Ella no era como las demás. No gritaba como loca, no imploraba, no lloraba hasta quedar sin aire. No… ella lo enfrentaba. Le lanzaba cosas, lo insultaba, le escupía si se acercaba demasiado. Leatherface, sin entender del todo por qué, no podía hacerle daño. Al contrario. Cada vez que escapaba, él salía a buscarla con una mezcla extraña de ansiedad y emoción… como un juego que solo ellos dos entendían.

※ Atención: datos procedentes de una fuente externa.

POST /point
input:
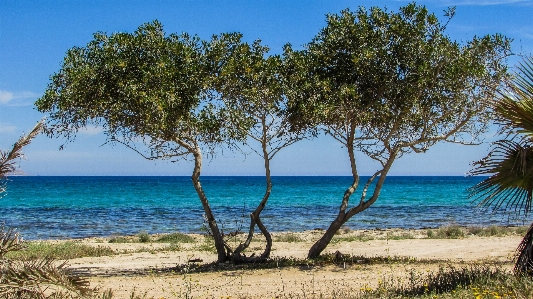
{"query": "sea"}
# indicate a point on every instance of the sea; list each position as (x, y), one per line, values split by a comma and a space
(48, 207)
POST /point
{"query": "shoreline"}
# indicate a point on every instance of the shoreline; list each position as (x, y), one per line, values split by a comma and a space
(148, 272)
(169, 269)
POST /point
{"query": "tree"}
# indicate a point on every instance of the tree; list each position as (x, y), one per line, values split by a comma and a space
(42, 278)
(8, 159)
(250, 82)
(510, 161)
(150, 92)
(388, 84)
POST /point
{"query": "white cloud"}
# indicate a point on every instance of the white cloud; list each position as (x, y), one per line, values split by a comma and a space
(17, 98)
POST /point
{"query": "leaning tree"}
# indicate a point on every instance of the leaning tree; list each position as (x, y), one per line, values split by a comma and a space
(250, 82)
(510, 160)
(40, 278)
(388, 84)
(148, 91)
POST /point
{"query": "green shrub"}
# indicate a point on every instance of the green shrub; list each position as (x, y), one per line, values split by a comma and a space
(448, 232)
(62, 251)
(176, 238)
(144, 237)
(289, 238)
(119, 239)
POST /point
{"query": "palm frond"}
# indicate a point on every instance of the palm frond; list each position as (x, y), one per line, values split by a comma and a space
(524, 254)
(41, 278)
(510, 164)
(514, 108)
(7, 158)
(9, 241)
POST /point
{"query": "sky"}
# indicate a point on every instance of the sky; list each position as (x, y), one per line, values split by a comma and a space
(35, 35)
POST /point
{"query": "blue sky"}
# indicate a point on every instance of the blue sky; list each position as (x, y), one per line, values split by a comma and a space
(34, 36)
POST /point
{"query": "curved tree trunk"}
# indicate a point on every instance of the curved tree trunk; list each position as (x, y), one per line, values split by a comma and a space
(255, 218)
(217, 236)
(524, 254)
(345, 215)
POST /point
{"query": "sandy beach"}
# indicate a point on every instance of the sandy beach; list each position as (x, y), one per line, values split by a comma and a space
(154, 273)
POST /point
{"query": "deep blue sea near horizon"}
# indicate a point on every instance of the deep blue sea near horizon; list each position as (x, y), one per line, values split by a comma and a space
(47, 207)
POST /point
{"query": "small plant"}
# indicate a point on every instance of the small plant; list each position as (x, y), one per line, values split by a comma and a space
(144, 237)
(62, 251)
(39, 278)
(119, 239)
(448, 232)
(176, 238)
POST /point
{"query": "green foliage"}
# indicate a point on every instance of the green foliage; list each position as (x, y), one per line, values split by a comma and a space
(450, 282)
(8, 158)
(35, 278)
(448, 232)
(396, 78)
(60, 251)
(144, 237)
(289, 238)
(144, 86)
(119, 239)
(510, 160)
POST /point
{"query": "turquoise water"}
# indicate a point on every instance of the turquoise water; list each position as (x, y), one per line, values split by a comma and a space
(75, 207)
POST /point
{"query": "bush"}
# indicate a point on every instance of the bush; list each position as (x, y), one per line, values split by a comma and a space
(176, 238)
(144, 237)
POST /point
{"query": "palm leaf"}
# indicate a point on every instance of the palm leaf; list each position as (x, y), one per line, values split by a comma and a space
(514, 108)
(510, 185)
(8, 158)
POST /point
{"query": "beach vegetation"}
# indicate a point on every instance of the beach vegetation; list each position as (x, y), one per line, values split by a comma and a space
(119, 239)
(289, 238)
(149, 91)
(9, 158)
(447, 232)
(41, 277)
(59, 251)
(144, 237)
(510, 160)
(175, 238)
(387, 84)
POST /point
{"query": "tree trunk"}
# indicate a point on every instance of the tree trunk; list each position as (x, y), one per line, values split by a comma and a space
(217, 236)
(255, 218)
(344, 214)
(524, 254)
(324, 241)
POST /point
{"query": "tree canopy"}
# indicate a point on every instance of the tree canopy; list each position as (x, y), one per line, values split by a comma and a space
(144, 87)
(390, 83)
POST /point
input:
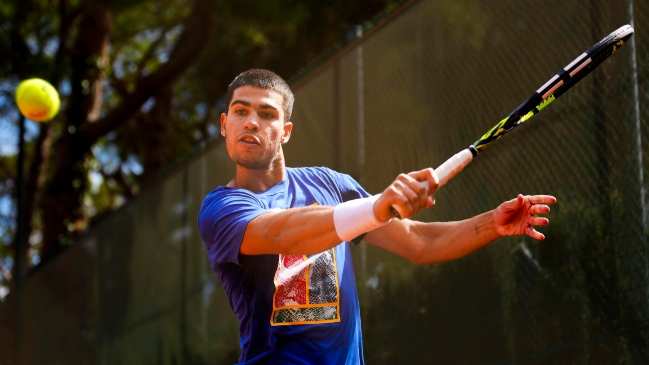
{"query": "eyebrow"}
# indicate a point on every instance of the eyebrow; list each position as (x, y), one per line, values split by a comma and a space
(248, 104)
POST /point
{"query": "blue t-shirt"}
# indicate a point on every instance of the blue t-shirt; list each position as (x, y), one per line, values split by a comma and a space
(292, 309)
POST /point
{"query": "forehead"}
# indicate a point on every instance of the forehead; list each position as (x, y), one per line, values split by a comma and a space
(258, 96)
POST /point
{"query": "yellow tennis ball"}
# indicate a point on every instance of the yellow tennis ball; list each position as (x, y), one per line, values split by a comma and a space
(37, 100)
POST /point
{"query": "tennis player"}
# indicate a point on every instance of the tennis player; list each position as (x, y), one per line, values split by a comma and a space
(279, 238)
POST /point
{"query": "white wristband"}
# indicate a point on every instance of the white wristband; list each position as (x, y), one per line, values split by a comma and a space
(355, 217)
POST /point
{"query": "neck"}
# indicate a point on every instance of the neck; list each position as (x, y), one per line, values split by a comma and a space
(261, 179)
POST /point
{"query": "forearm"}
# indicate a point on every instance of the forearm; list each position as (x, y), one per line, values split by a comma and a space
(439, 242)
(296, 231)
(426, 243)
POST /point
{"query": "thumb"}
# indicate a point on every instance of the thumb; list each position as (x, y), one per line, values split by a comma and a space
(513, 204)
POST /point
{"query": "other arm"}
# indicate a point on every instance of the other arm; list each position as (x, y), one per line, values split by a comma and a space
(425, 243)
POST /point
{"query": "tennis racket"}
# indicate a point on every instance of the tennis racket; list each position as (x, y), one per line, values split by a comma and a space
(546, 94)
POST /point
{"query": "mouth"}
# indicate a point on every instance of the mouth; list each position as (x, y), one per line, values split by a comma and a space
(249, 139)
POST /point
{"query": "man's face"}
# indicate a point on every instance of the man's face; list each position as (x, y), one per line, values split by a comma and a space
(254, 127)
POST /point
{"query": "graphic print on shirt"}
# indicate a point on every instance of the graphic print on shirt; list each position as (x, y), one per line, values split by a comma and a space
(306, 289)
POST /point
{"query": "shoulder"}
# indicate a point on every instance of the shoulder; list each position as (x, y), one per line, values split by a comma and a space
(224, 199)
(320, 173)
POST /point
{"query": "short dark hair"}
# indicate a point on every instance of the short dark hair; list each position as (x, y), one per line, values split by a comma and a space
(263, 79)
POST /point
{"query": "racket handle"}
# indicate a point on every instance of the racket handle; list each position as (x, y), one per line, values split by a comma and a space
(448, 170)
(453, 166)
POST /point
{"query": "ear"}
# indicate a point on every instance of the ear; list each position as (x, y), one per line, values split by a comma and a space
(224, 118)
(288, 127)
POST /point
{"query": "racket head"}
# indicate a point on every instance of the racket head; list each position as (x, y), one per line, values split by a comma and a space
(557, 85)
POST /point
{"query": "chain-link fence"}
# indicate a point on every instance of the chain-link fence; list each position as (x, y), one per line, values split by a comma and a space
(139, 290)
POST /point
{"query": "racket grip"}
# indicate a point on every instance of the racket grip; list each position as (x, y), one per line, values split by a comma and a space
(447, 170)
(453, 166)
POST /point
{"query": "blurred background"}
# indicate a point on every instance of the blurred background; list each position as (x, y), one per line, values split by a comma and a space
(108, 267)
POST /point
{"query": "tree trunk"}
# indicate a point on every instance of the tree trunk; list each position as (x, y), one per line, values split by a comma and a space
(66, 178)
(154, 132)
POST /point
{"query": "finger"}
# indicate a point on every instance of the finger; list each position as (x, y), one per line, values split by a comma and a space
(399, 201)
(513, 204)
(534, 233)
(542, 199)
(429, 176)
(539, 221)
(415, 191)
(539, 209)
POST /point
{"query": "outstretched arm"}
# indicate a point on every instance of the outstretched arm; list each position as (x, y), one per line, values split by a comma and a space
(425, 243)
(312, 229)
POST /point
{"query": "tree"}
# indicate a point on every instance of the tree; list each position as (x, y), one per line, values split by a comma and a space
(140, 82)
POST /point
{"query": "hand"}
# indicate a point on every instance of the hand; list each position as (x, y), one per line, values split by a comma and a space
(517, 216)
(408, 194)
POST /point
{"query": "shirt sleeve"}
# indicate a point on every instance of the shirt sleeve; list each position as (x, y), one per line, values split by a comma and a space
(222, 222)
(349, 190)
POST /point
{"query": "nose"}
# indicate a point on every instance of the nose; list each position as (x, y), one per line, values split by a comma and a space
(252, 122)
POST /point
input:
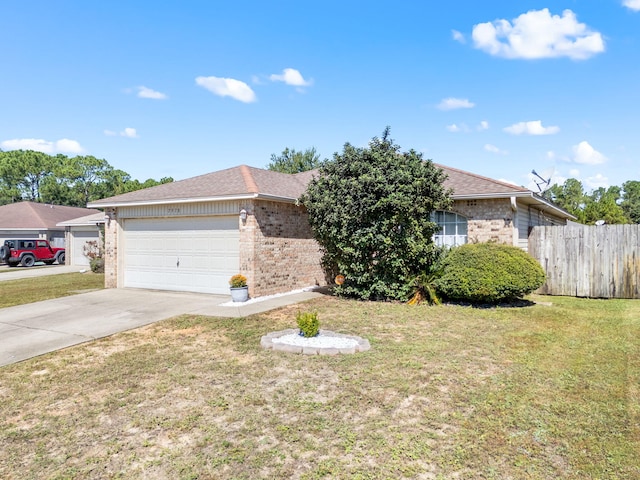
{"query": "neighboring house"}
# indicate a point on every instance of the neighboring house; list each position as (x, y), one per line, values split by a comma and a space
(81, 234)
(194, 234)
(37, 220)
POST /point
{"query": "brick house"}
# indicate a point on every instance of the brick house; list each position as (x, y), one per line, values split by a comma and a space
(37, 220)
(194, 234)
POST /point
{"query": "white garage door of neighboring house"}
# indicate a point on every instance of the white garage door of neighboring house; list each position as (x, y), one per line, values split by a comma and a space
(192, 254)
(78, 242)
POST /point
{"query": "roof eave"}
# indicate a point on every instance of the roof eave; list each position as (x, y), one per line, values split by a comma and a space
(141, 203)
(536, 199)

La atrapaba siempre. A veces al segundo día, a veces al tercero. Y cuando por fin la tenía, la alzaba en brazos como si fuera un trofeo vivo. Ella forcejeaba, le gruñía entre dientes, pero él solo soltaba un sonido grave, algo parecido a una risa sofocada. La llevaba de vuelta a la casa y, orgulloso, la mostraba a su familia. “Otra vez la tengo”, parecía decir sin palabras.
Su familia no entendía. “¿Por qué no la matas ya?”, protestaban. Pero él no respondía. Solo la llevaba al pequeño cuarto donde tenía una cama vieja, comida a medias, y una cuerda floja atada a la pared. No la lastimaba. La observaba. La alimentaba. A veces, incluso parecía que quería impresionarla: le traía objetos que encontraba, un espejo roto, una peineta vieja… tesoros inútiles para todos, menos para él.
Ella, a su manera, empezó a entenderlo. No lo justificaba, pero lo conocía. Sabía que él la veía como algo suyo, pero no como carne. Como alguien que, en su mundo enfermo, le despertaba algo parecido a afecto. A veces, mientras comía en silencio, lo veía dibujar con el dedo en el suelo. A veces, lo escuchaba hacer ruidos suaves, como si intentara cantar.
Y cuando ella escapaba de nuevo, corría con fuerza, con rabia… pero una parte de ella sabía que él volvería por ella. Y que, cuando lo hiciera, la cargaría igual que siempre: con esos ojos llenos de un cariño retorcido, pero genuino.